Institute of Gastroenterology, Nutrition and Liver Diseases, Schneider Children's Medical Center of Israel, Petach Tikva, Israel.
Pediatr Infect Dis J. 2011 Jun;30(6):491-4. doi: 10.1097/INF.0b013e31820b7c22.
Data on the immunogenicity of the influenza vaccine in children after liver transplantation are sparse. Our study aims to evaluate the response of such patients to the trivalent influenza vaccine, administered by different protocols in 2 influenza seasons.
Children attending the Liver Transplantation Unit of a tertiary care medical center were prospectively recruited and immunized with the inactivated subvirion influenza vaccine during the influenza seasons of 2004/2005 (1 dose, n = 18) and 2005/2006 (2 doses 4-6 weeks apart, n = 32). Antibodies were measured by hemagglutination inhibition assay. Immunity was defined as a titer of ≥1:40, and response was defined as a ≥4-fold increase in antibody titer from baseline.
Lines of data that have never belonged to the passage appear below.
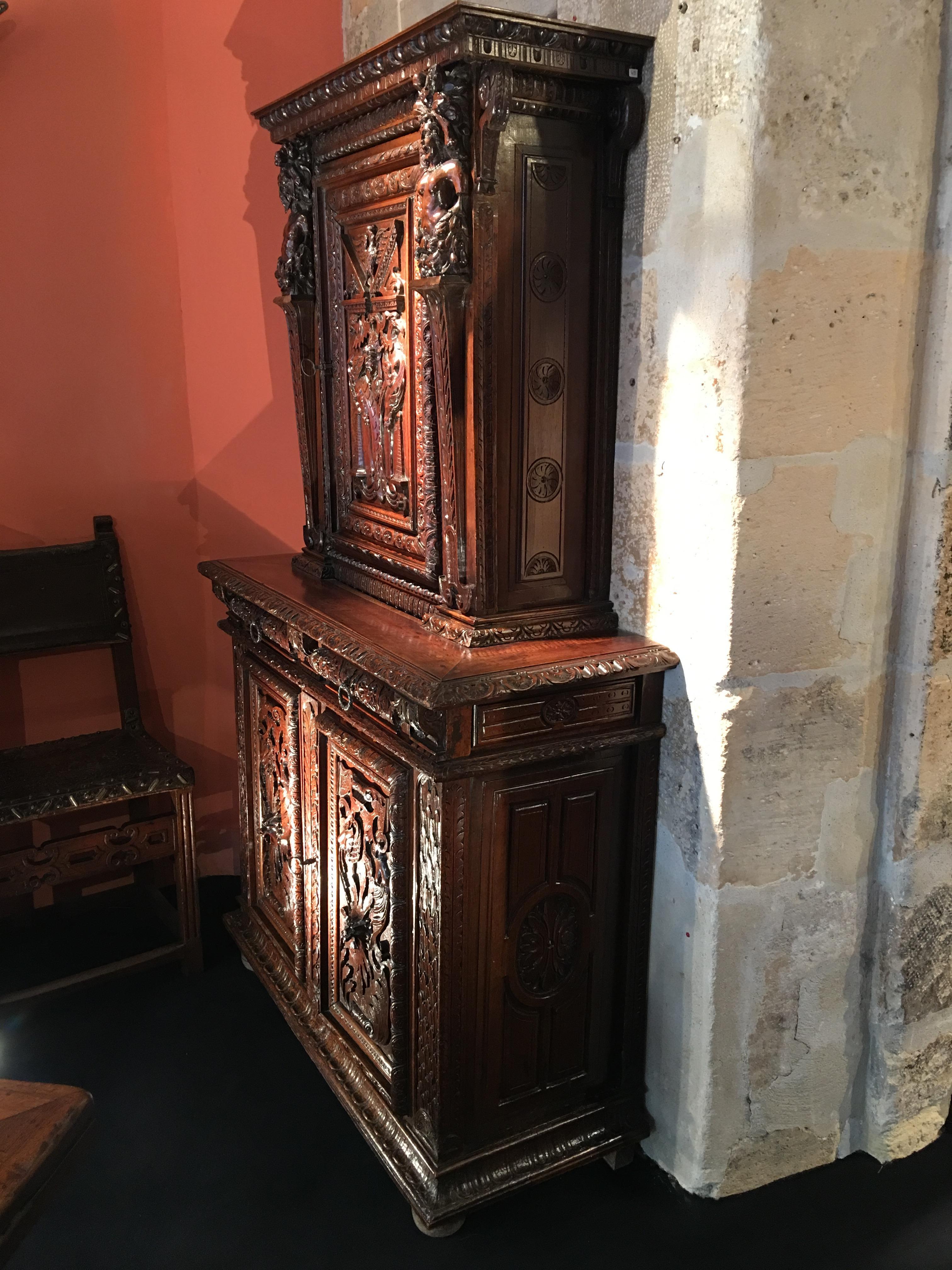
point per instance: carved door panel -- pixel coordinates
(276, 891)
(384, 436)
(367, 828)
(310, 743)
(552, 936)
In 2004/2005, the proportions of patients with protective antibodies were similar before and after 1 dose of vaccine. We found significant difference after the first dose for the A/H3N2 Wisconsin strain (43.2% vs. 70.3%, P = 0.003) and B/Malaysia strains (8.1% vs. 35.1%, P = 0.003) and for A/H1N1 New Caledonia strain (48.6% vs. 64.9% vs. 75%, P = 0.08, 0.005, respectively) after the second dose in 2005/2006 season. In 2004/2005, geometric mean titers rose significantly (P = 0.03) for the A/H3N2 New York strain; in 2005/2006, geometric mean titers for A/H3N2 New York and B/Malaysia increased after the first dose and for A/H1N1 New Caledonia after the second dose. Antibody titers were unrelated to age at transplantation, time from transplantation, and number of immunosuppressive drugs used. No serious vaccine-related events were documented.
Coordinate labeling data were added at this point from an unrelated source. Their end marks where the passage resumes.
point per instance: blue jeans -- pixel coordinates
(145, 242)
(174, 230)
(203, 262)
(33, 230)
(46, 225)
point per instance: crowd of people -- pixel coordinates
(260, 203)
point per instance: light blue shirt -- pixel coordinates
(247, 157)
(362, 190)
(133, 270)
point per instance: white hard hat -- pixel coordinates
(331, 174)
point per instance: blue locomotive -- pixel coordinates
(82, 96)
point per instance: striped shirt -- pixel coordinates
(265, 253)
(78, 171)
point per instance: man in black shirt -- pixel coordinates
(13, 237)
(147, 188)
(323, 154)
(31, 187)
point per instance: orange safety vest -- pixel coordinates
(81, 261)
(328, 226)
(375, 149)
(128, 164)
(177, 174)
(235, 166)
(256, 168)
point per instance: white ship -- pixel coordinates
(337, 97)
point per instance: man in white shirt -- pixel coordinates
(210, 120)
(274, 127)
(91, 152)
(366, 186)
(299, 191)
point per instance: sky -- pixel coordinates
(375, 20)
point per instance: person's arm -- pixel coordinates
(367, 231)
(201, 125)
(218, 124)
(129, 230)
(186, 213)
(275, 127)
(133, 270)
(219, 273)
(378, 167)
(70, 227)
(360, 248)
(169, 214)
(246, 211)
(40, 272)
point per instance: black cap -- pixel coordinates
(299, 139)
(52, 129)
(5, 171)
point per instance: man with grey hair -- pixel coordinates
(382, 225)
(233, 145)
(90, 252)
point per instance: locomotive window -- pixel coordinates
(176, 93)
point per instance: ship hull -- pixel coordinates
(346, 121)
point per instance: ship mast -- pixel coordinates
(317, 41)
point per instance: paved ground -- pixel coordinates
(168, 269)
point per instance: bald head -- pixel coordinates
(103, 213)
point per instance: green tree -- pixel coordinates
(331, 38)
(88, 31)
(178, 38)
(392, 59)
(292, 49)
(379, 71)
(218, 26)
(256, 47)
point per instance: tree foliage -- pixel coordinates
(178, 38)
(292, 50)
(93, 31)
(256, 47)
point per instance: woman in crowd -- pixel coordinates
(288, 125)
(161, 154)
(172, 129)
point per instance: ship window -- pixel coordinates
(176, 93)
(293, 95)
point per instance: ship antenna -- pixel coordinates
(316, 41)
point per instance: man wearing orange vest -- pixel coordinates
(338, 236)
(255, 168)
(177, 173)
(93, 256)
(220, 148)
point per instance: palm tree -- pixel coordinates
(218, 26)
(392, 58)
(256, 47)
Liver-transplanted children respond to influenza vaccination. For some strains, the response is similar to that reported for healthy children. A second vaccine dose yielded no statistically significant benefit.
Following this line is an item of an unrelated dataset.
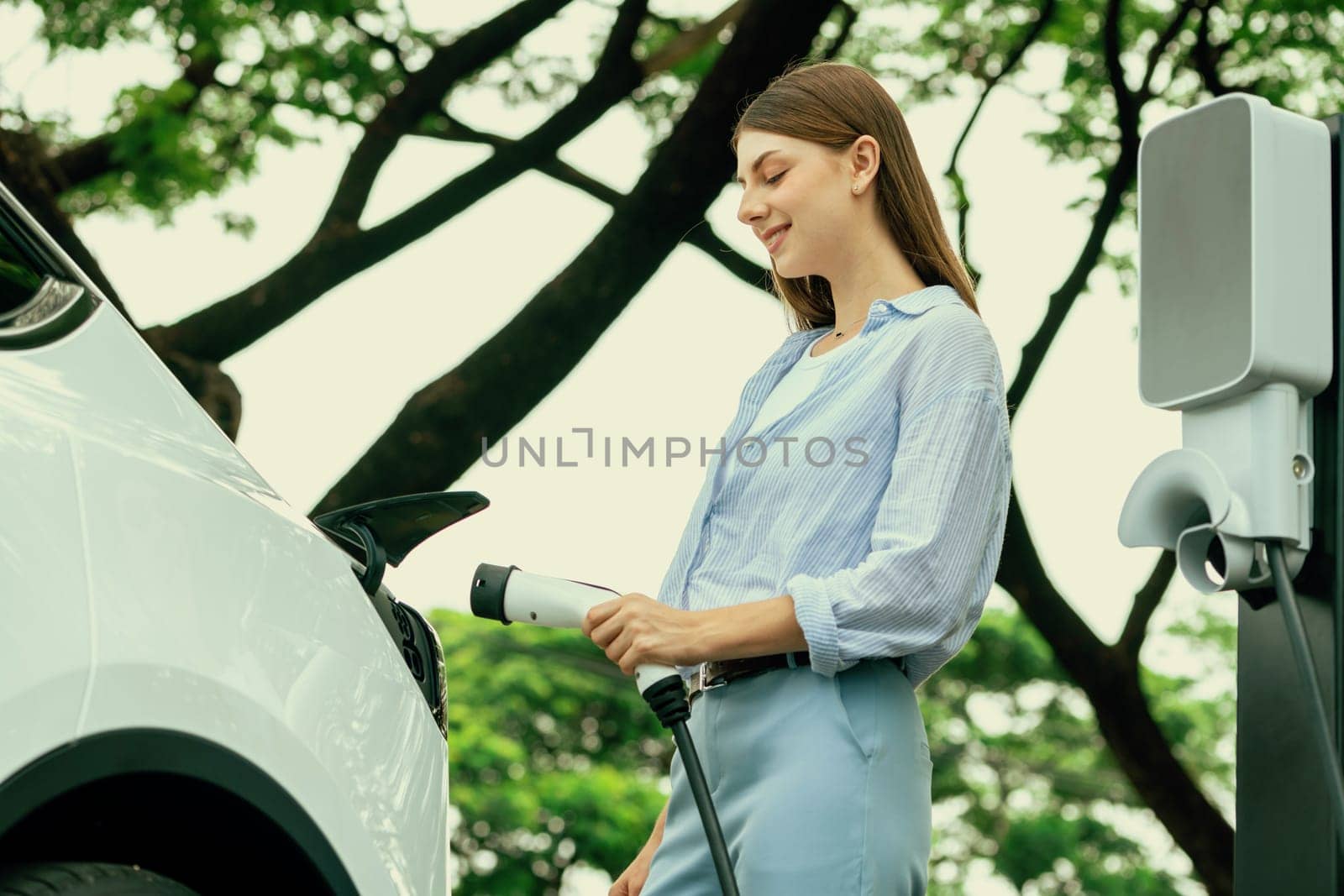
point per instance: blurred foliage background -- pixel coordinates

关于儿童肝移植后流感疫苗免疫原性的数据很少。我们的研究旨在评估这些患者对两种流感季节中不同方案接种三价流感疫苗的反应。
前瞻性招募在三级医疗中心肝移植科就诊的儿童,并在 2004/2005 流感季节(1 剂,n = 18)和 2005/2006 流感季节(2 剂,间隔 4-6 周,n = 32)接受灭活亚单位流感疫苗免疫。通过血凝抑制试验测量抗体。将效价≥1:40 定义为免疫,将抗体滴度较基线升高≥4 倍定义为有反应。
在 2004/2005 年,1 剂疫苗后,具有保护抗体的患者比例在疫苗接种前后相似。我们发现首次接种后 A/H3N2 威斯康星州株(43.2%对 70.3%,P = 0.003)和 B/马来西亚株(8.1%对 35.1%,P = 0.003)以及 A/H1N1 新喀里多尼亚株(48.6%对 64.9%对 75%,P = 0.08,0.005)有显著差异,而在 2005/2006 年接种第二剂后。2004/2005 年,A/H3N2 纽约株的几何平均滴度显著升高(P = 0.03);2005/2006 年,A/H3N2 纽约株和 B/马来西亚株的几何平均滴度在首次接种后增加,A/H1N1 新喀里多尼亚株在第二次接种后增加。抗体滴度与移植时年龄、移植后时间和使用的免疫抑制剂数量无关。未记录到与疫苗相关的严重不良事件。
肝移植儿童对流感疫苗有反应。对于某些菌株,反应与健康儿童报告的反应相似。接种第二剂疫苗并没有带来统计学上的显著获益。